Children can go to school despite mothers’ status

Posted by admin on Mar 5th, 2011

By Gerry Bellett, Vancouver Sun, Mar. 5 2011

Education Minister Margaret MacDiarmid says even if mothers don’t have residency status, children are not foreign students. The head of the Vancouver YWCA said Friday she is encouraged that provincial authorities are promising Canadian children whose mothers don’t have residency status will have access to medical, social and educational services. “So far there has been a lack of clarity on how the needs of some of these women and children are met. We have approached the government about these problems and there seems to be a willingness to move forward,” said Janet Austin, CEO of the Vancouver YWCA.

Earlier this week, the YWCA released a report showing some of these children were being denied benefits because of their mother’s residency status.

These women all came to Canada legally — either on visitors’ permits, student visas or temporary work permits — and had relationships with Canadian residents, which resulted in children.
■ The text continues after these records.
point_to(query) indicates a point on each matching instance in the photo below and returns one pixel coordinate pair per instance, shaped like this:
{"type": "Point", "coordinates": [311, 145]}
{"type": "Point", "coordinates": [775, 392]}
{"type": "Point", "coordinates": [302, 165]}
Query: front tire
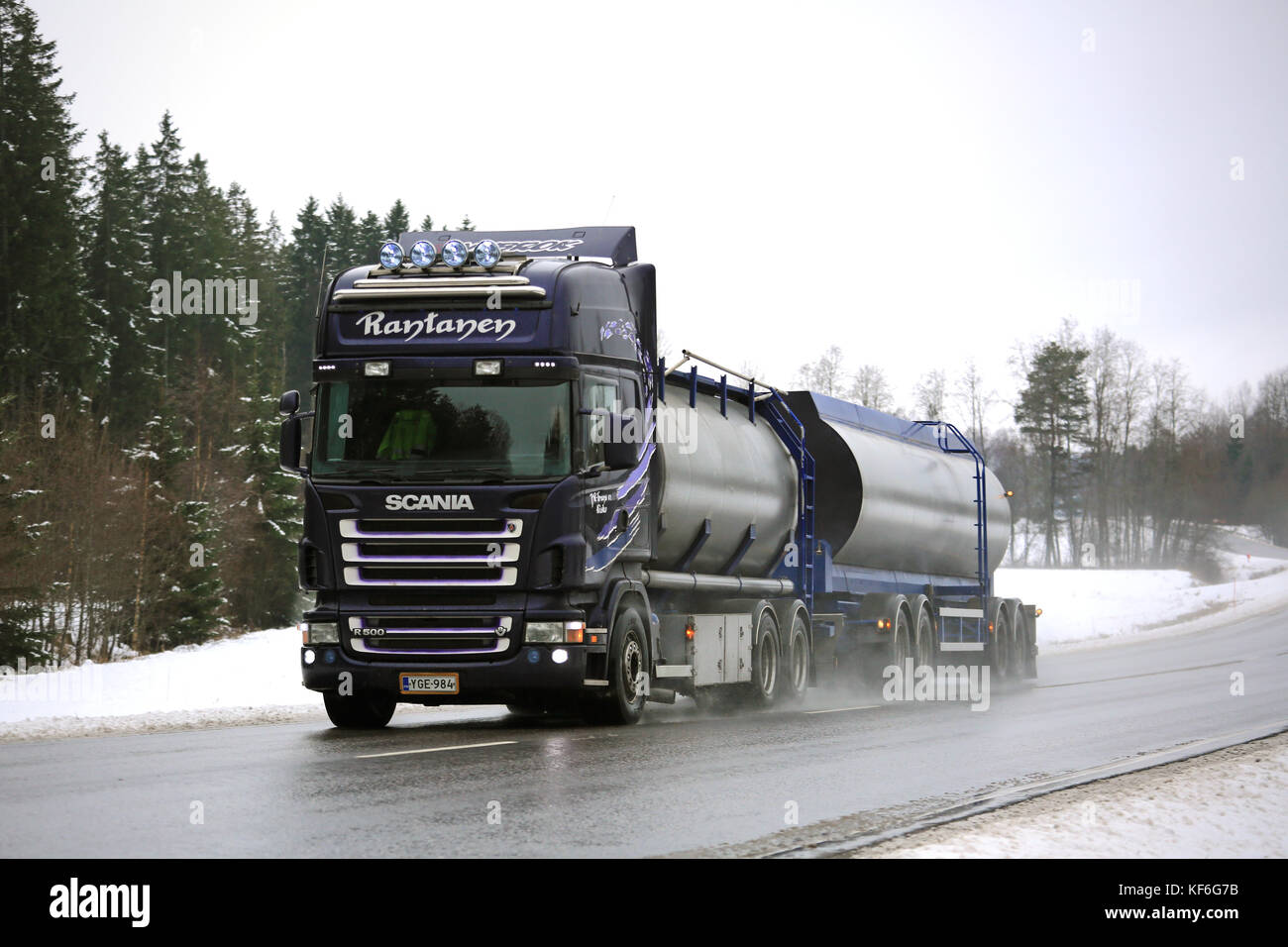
{"type": "Point", "coordinates": [627, 673]}
{"type": "Point", "coordinates": [797, 681]}
{"type": "Point", "coordinates": [359, 711]}
{"type": "Point", "coordinates": [765, 665]}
But the relationships ended, often because the women were physically abused and they fled, before they could acquire permanent resident status.

The report said some children were not attending school because their mothers had been told they must pay the $12,000 annual fee charged to foreign students.

However, Education Minister Margaret MacDiarmid said the immigration status of a child’s parent “does not determine whether or not a child can attend school in British Columbia.” In a letter to The Vancouver Sun, Mac-Diarmid said that under the School Act, any child who lives in the province is “entitled to a free education.”

She said the determination of residency is made by individual school districts when a parent applies to have their child enrolled.

According to Austin, the mothers of two Canadian-born children were attempting to enrol them in Surrey schools, but were told they would have to pay $12,000.

Surrey school board spokesman Doug Strachan said the provisions of the School Act regarding residency were vague and could result in Canadian-born children being regarded as international students.

“The act says the student and the guardian of the student must be residents of B.C. So it’s not just the student that has to be a resident, it is their parent or guardian as well,” said Strachan.

Told that the education minister had said such an interpretation of the act was incorrect, Strachan said it would be helpful if the ministry would be unequivocal about the issue, as “from our interpretation of the [residency] clause, that is what the law says we must do.”

Austin said she was glad to hear MacDiarmid’s response and hoped those school districts insisting on the $12,000 payment would fall into line.

“There are others besides Surrey who have similar policies.” she said.

However, the Vancouver school district is not one. “We’ve received assurances from the YWCA that we are not one of the districts they have concerns about,” said Vancouver school district official David Weir.

“Ensuring students have access to education is a top priority of this board,” Weir said. Austin said that the YWCA has had to pay the medical insurance premiums of some children in order for them to receive benefits as their mothers, who were staying in transition homes, couldn’t afford the premiums.

MacDiarmid said the province “is very concerned about the difficult circumstances these women and children have been forced into, and we recognize their need for financial assistance.

That is why the Ministry of Social Development has been actively exploring options it can take to assist these vulnerable families.

“All avenues are being pursued to help on an interim and long-term basis, while at the same time ensuring any assistance given does not inadvertently jeopardize applications for citizenship.

“All cases brought to our attention have been addressed based on their unique circumstances.

“In addition, we are pursuing working with the federal government as changes to current immigration laws are key to addressing many of the obstacles these women are facing.

“It is also important to note that no one is turned away if they cannot pay their medical expenses,” she said.